Tale posizione si pone in contrasto con un precedente orientamento sia dell’AE stessa che della Direzione regionale Lombardia secondo cui:

  • sarebbe possibile prevedere piani di welfare legati alla premialità, purché offerti alla generalità o a categorie omogenee di dipendenti;
  • l’articolazione del piano welfare, nel fissare i criteri di accesso ai servizi disponibili collegandoli ad obiettivi di performance sia aziendale che individuale, non si pone in contrasto con la finalità delle norme agevolative se non è volto ad agevolare esclusivamente alcuni e ben individuati lavoratori.

Leggi la Risoluzione AE n. 55/E del 25.09.2020

 

INL: Chiarimenti sulla convalida delle dimissioni del padre con figlio minore di 3 anni

L’Ispettorato Nazionale del Lavoro pubblica la Nota n. 749/2020 per fornire chiarimenti in merito alla procedura di convalida delle dimissioni del lavoratore padre con figlio minore di 3 anni.
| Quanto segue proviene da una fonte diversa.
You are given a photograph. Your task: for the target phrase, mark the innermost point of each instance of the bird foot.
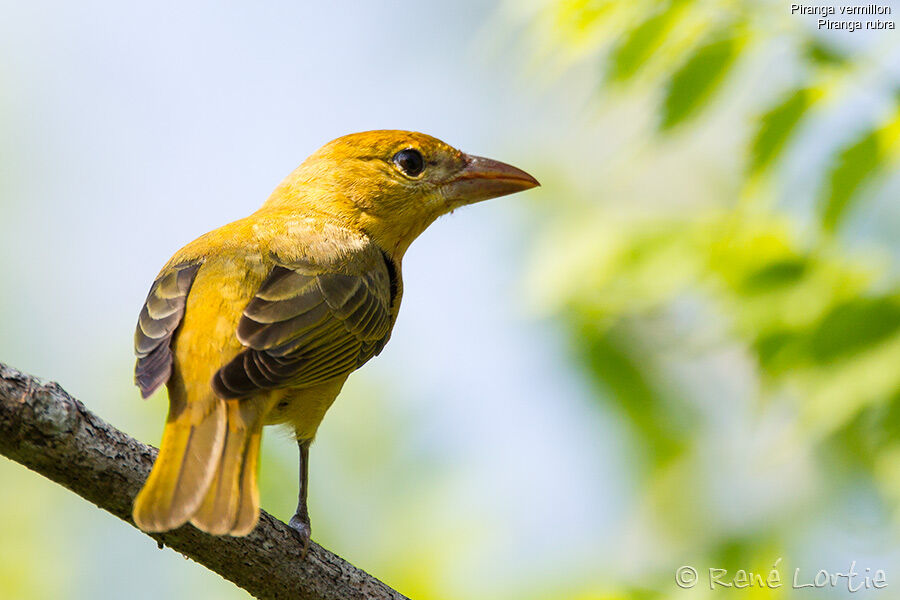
(303, 530)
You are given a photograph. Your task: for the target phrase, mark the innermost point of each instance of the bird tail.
(231, 503)
(192, 443)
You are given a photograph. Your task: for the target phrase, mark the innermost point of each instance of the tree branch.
(50, 432)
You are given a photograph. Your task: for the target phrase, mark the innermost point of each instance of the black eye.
(410, 161)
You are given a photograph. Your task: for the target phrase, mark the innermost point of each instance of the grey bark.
(51, 433)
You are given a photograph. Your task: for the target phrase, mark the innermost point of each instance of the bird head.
(392, 184)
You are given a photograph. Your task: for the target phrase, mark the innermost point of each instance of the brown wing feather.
(159, 318)
(305, 326)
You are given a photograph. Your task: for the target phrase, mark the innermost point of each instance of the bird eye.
(410, 162)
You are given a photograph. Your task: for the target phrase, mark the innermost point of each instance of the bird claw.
(303, 531)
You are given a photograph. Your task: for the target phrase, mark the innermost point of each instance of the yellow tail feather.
(231, 505)
(187, 461)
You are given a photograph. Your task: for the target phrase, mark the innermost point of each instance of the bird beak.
(483, 178)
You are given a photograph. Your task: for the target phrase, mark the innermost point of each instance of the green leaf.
(852, 327)
(639, 44)
(776, 127)
(774, 275)
(695, 82)
(854, 165)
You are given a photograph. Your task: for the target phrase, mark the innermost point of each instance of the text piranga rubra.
(261, 321)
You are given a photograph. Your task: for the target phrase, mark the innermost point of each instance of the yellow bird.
(261, 321)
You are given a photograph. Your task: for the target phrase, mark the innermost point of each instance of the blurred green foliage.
(652, 300)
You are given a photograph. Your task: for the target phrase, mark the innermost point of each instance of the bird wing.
(306, 325)
(160, 316)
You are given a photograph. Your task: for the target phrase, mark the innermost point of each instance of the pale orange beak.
(483, 179)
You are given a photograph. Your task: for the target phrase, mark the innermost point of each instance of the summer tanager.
(261, 321)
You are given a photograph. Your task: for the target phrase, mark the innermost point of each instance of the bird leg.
(300, 521)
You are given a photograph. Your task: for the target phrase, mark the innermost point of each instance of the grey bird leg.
(300, 521)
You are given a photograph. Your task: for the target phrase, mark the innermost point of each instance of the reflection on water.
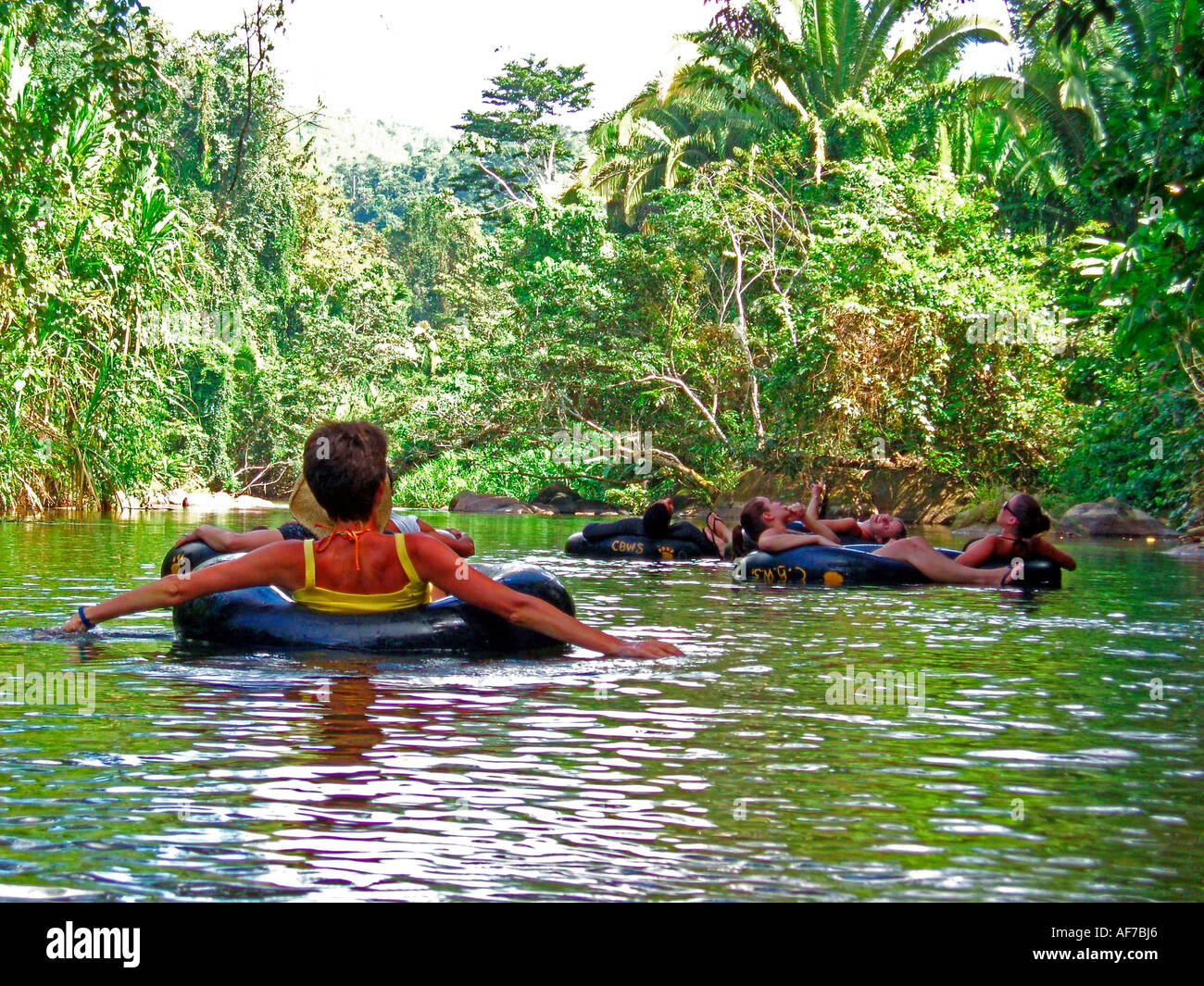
(1058, 754)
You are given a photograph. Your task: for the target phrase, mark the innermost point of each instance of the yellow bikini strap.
(408, 566)
(352, 536)
(308, 564)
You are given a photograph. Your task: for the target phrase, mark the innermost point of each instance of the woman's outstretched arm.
(225, 541)
(281, 565)
(1042, 547)
(437, 564)
(811, 517)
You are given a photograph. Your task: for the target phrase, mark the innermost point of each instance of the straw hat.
(312, 516)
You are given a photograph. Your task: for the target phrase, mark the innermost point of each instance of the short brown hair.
(345, 465)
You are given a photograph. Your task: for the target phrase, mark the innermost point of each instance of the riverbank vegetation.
(819, 240)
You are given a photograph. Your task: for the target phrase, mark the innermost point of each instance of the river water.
(1051, 750)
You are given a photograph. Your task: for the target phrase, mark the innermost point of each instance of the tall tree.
(519, 144)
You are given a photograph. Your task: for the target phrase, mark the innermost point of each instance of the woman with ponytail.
(1023, 523)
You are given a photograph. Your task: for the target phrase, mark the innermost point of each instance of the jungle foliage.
(814, 241)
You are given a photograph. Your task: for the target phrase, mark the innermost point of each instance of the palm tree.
(1035, 129)
(798, 65)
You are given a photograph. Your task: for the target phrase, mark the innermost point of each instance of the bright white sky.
(425, 61)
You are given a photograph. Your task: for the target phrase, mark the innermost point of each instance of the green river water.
(1056, 754)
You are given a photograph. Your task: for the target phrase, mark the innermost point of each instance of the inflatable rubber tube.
(268, 617)
(855, 565)
(633, 547)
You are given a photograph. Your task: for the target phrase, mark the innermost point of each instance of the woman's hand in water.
(72, 625)
(646, 649)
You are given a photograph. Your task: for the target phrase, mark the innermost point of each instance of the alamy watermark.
(581, 448)
(192, 328)
(1039, 327)
(51, 688)
(886, 688)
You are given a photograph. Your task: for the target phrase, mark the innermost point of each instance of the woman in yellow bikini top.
(414, 593)
(345, 465)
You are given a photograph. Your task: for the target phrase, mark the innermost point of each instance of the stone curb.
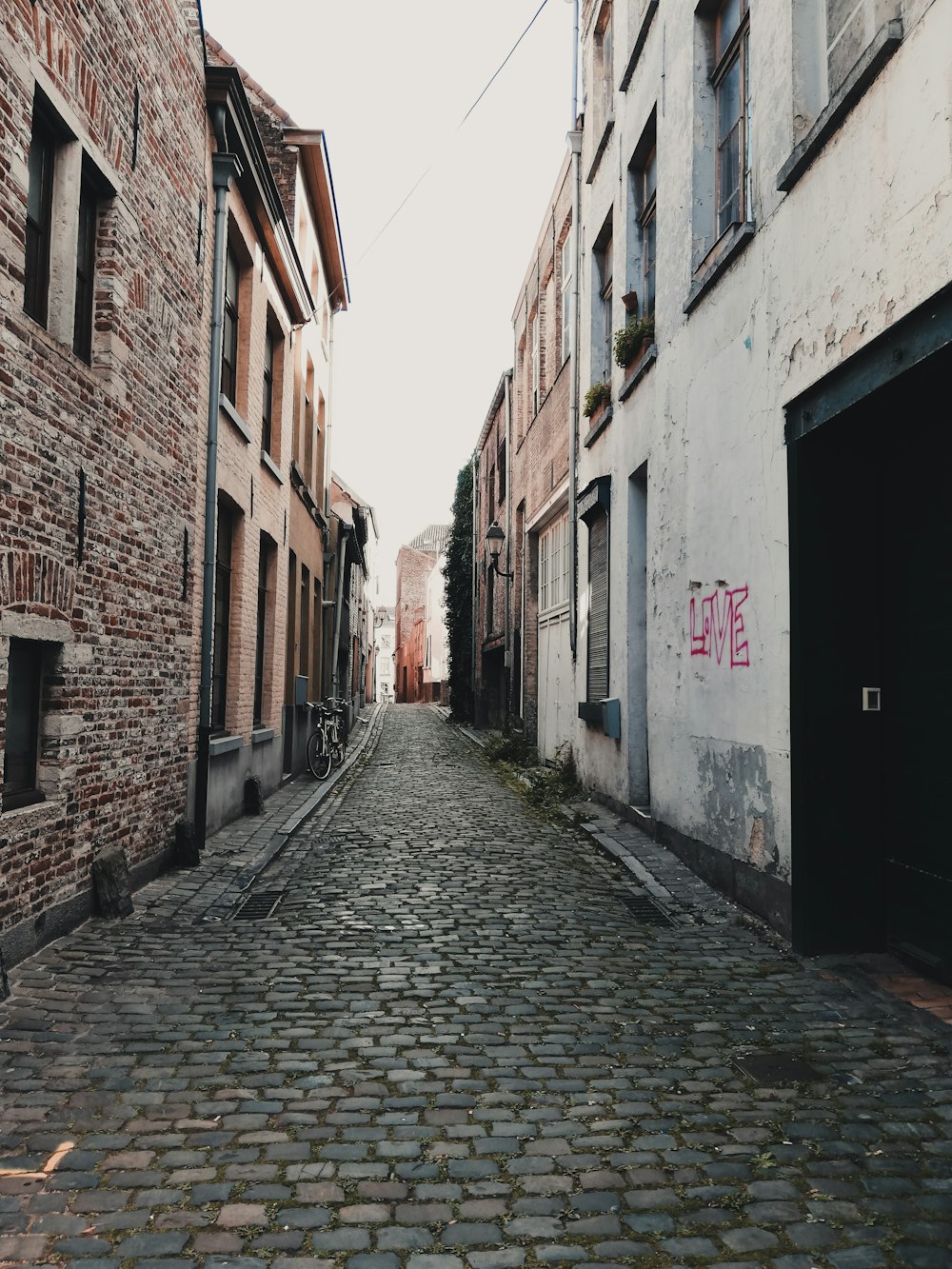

Nello specifico, il documento stabilisce che la procedura di convalida debba avvenire presso il servizio ispettivo del Ministero del lavoro e delle politiche sociali competente per territorio, a prescindere dalla fruizione del congedo di paternità.

Inoltre, poiché ai fini della convalida delle dimissioni, il datore di lavoro deve essere a conoscenza della situazione familiare del lavoratore – anche in virtù di comunicazioni o richieste di diverso tenore – si ritiene che nel corso della procedura si renda necessaria la verbalizzazione di una dichiarazione resa dal lavoratore il quale afferma che il datore di lavoro è a conoscenza della propria situazione familiare.